Why is Hinkley Point C Important?
Last month the UK Government gave the green light to Hinkley Points newest plant, Hinkley Point C. The contracts have been signed marking the launch of a new nuclear construction in the UK and Europe, consequently boosting the industry in Britain and France. Hinkley Point C is a 3,200 MWe nuclear power station and will sit alongside its existing neighbours Point A and Point B.
With many nuclear power points shutting down, Hinkley Point C will provide the UK with 7% of its electricity. It is set to be Europe’s biggest construction site and will be costing EDF Energy £18bn in upfront costs. However, in return, EDF energy will receive 35 years’ worth of electricity at a set price.
For most, Hinkley Point C is the first nuclear power station to be built in a generation and North Cumbria and Somerset have opened up a Nuclear College to cater for the 25,000 new job opportunities that the project will be demanding.
Could this motivate new opportunities for Architects and Engineers to work hand in hand on future power plants?
The Somerset plant has already appointed Canaway Fleming as their lead architect due to the structures complex design and procurement structure. The project requires services including feasibility, concept design, masterplanning, development control, detailed design, environmental appraisal and design.
Canaway Fleming has described the complexity of the project:
“The projects included both major logistics infrastructure termed Associated Development and on-site buildings within the nuclear ‘island’ itself. The Associated Development, essential for enabling the construction of the main reactor site, is spread across 7 different sites and comprises road and utilities and civils infrastructure, multiple building design for residential, recreation, teaching and amenities, landscaping and security, landscaping and ecological works.”
With 25,000 new jobs on offer, an Accommodation Village has been designed to house key workers. AHP have been appointed to assist with the development which will spread over 15 buildings and include 500 single person accommodation units. The village will be a modern residential design to compliment the larger site.
In addition, Hinkley Point C will not only create jobs, it will also positively benefit our economy in a number of ways. Thanks to EDF, a French energy company, and China General Nuclear Power Corporation, the costs for the project will not be coming off the back of government spending. The China General Nuclear Power Corporation have investment of 33% in the project which is beneficial to them as they now have a significant presence in Western Europe. For France, it gives them a chance to air their reactor technology around the globe.

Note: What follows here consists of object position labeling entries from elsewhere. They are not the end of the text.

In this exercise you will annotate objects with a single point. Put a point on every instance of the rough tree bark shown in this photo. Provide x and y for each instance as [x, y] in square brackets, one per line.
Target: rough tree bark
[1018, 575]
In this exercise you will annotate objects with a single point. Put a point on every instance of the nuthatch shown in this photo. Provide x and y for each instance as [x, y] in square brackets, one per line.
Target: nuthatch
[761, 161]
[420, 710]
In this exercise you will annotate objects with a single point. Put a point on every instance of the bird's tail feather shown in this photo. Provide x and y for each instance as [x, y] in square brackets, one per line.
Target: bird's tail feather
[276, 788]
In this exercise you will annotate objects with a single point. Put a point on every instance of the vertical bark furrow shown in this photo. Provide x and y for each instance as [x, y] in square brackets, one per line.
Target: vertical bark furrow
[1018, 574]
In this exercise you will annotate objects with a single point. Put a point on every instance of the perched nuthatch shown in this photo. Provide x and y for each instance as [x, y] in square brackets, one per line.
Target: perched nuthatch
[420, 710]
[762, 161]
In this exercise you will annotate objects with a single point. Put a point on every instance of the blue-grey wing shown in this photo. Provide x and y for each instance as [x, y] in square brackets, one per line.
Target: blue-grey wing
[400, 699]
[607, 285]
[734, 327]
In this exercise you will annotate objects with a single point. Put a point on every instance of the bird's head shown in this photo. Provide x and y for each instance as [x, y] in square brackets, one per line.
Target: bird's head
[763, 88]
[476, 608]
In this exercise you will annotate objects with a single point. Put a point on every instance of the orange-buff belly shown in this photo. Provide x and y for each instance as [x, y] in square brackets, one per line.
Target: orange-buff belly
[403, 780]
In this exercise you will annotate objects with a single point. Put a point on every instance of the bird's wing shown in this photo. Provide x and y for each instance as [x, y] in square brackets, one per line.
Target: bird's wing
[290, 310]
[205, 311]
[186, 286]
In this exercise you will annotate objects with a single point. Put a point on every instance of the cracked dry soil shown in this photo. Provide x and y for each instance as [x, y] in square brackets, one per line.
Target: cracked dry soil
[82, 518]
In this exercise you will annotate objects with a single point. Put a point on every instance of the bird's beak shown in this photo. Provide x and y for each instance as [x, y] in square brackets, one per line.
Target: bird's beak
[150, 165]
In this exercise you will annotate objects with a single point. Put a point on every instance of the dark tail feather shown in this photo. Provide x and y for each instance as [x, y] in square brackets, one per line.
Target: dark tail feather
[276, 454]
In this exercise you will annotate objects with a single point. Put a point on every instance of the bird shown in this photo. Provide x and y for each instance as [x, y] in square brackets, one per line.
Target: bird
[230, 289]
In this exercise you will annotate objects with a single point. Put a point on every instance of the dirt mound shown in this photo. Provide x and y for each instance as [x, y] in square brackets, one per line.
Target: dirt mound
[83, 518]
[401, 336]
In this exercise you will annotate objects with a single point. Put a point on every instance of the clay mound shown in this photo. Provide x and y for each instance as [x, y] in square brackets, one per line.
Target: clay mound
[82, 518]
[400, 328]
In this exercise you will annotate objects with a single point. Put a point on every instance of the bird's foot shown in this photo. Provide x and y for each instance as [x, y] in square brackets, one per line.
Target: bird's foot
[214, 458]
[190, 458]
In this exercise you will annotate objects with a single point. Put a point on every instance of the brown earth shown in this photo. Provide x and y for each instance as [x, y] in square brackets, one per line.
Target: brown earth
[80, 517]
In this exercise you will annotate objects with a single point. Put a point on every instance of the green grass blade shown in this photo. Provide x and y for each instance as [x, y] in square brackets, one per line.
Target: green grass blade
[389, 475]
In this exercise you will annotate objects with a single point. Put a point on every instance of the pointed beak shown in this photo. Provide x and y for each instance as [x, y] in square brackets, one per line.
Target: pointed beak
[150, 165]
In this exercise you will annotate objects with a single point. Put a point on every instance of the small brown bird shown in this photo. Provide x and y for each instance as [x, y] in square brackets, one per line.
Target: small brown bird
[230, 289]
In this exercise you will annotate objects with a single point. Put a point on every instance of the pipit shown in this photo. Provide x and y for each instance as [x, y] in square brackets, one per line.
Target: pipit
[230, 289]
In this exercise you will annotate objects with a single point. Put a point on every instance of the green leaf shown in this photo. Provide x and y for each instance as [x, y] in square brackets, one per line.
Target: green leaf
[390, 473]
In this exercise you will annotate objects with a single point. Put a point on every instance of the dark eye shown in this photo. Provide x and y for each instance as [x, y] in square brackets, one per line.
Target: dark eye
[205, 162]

With Brexit looming, the Hinkley project is also beneficial as it makes the UK less reliant on imported energy. It has been predicted that, once finished, the project will provide 5 million homes with energy for up to 60 years which may compensate for its astronomical cost to build.
Despite the contracts being signed now, the timeline of the Hinkley project has not been a smooth one and not everyone is happy about the decision to go ahead.
The UK government recently postponed the approval for the Hinkley project as well as legal issues and a conflict between the EDF board, but now Brexit poses a problem for Hinkley. A report by City AM shows that £280bn is contributed to the economy by the engineering industry, but the restrictions Brexit poses on access to specialised skills could delay the building due to the increase expenses of finding skilled engineers.
Although the project is full steam ahead, a poll commissioned by Greenpeace revealed only a third of people actually supported the decision for the build to go ahead.
Whilst France are looking for new ways to showcase their reactor technology, Germany are in the process of phasing out all reactors by 2022, before the Hinkley project is expected to be built. Due to public demand, Italy are deserting any plans to build new nuclear plants.
The recent release of the governments Value for Money Assessment show a costly projection post 2020, which is also off putting for many.
Despite many arguments against Hinkley Point C, it seems that the project is set on its path to be completed by 2025. We will have to wait and see whether it is a catalyst for a global phenomenon of nuclear plant builds.